“Ai ragazzi dico di andare a scuola, basta con la violenza di strada e contro la Polizia. Voglio giustizia, non vendetta”.
Queste le parole di Yehia Elgaml, padre di Ramy, il ragazzo morto in circostanze ancora da chiarire dopo un inseguimento con una pattuglia di carabinieri in zona Corvetto.
Nel cerchiobottismo istituzionale un uomo emotivamente coinvolto si è dimostrato strenuo difensore della ragione, lasciando cadere gocce di buon senso nel marmo duro della contrapposizione sociale.
“Ramy sarà sepolto a casa sua, a Milano”.

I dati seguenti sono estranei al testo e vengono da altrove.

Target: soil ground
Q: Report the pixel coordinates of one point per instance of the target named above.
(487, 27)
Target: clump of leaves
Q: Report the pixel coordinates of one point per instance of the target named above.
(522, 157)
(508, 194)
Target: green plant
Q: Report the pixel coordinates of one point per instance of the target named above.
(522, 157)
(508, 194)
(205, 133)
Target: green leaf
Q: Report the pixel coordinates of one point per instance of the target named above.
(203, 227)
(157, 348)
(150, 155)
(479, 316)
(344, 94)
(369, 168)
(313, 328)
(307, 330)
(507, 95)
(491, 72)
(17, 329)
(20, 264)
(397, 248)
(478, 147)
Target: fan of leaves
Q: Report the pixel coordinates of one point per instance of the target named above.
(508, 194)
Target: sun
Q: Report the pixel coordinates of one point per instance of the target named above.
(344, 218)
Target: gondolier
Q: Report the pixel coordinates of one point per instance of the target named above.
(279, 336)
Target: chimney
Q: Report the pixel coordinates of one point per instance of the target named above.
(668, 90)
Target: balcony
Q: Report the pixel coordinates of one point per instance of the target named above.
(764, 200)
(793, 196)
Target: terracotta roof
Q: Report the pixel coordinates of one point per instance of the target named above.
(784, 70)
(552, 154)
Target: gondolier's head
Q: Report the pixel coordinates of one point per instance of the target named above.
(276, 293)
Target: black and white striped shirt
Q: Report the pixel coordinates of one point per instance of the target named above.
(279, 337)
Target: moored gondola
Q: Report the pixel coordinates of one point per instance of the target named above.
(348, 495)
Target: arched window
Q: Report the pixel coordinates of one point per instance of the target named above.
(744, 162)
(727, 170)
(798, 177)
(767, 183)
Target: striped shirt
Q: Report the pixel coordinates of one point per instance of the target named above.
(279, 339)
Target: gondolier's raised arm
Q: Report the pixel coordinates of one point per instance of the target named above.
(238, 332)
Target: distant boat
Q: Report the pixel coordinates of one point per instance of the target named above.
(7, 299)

Con una politica che discetta da anni di integrazione, un uomo comune, un padre, ci mostra cosa sia l’inclusione, che è ben diversa dall’integrazione, poiché non basta posizionare delle persone in un luogo per edificarne il senso dei luoghi e se stessi.
Banlieue milanesi
E allora risulta nient’affatto peregrina l’ipotesi di ritrovarsi delle vere e proprie banlieue meneghine fra pochissimo tempo, se non insegnerà anche a bambini e adolescenti delle periferie a fare il tifo per “buoni” quando vanno al cinema piuttosto che riconoscere le divise dai giocattoli playmobil, non soltanto dalle camionette posizionate in piazza Gabrio Rosa quando scoppiano incidenti.
Il vuoto che si riempie di rabbia
Perché la Polizia interviene quando i meccanismi di compensazione sociale sono falliti, i canali di rientroduzione sociale latitano e l’accoglienza risulta uno slogan vuoto, un vuoto che si riempie di rabbia.
Una chiave di lettura apartitica
Sciovinismo vs libertarismo, sembra proprio questo il palcoscenico su cui vanno in scena due poli di pensiero che sembrano non incontrarsi mai, fra chi fa finta di non accorgersi che senza immigrazione non c’è futuro e chi, di contro, ambisce ad una società senza regole, gridando al fascista contro chiunque sottolinei che una convivenza pacifica risulta utopica senza il rispetto effettivo delle leggi, poste proprio a garanzia delle libertà fondamentali.
La solitudine delle divise
Una folla inferocita, quella di Corvetto, che sembra abbia placato la propria ira alla notizia dell’indagine sul carabiniere.
E allora un pensiero corre al carabiniere e al suo sliding doors temporale.
Un attimo prima, a sirene spiegate, rincorreva un rapinatore e rappresentava lo Stato, tutti noi, a salvaguardia della legge e della convivenza civile.
Ora si ritrova infinitesimamente più solo, alle prese con avvocati e perizie, parcelle e rimorsi, avvoltoi televisivi e un garantismo tutto italiano che alla vista delle divise si dissolve, e viene da pensare che un criminale sgamato, che sia un ladro, stalker, omicida, stupratore, dopo questo episodio penserà di muoversi sempre in scooter, perché saprà che l’inseguitore avrà paura della parcella dell’avvocato almeno quanto la vista di un coltello; e le “collette” organizzate dai cittadini per aiutare il carabiniere, se da un lato possono far piacere, dall’altro certificano che a sentirsi soli non sono più soltanto le divise (e la crisi vocazionale lo dimostra) ma anche gli stessi cittadini.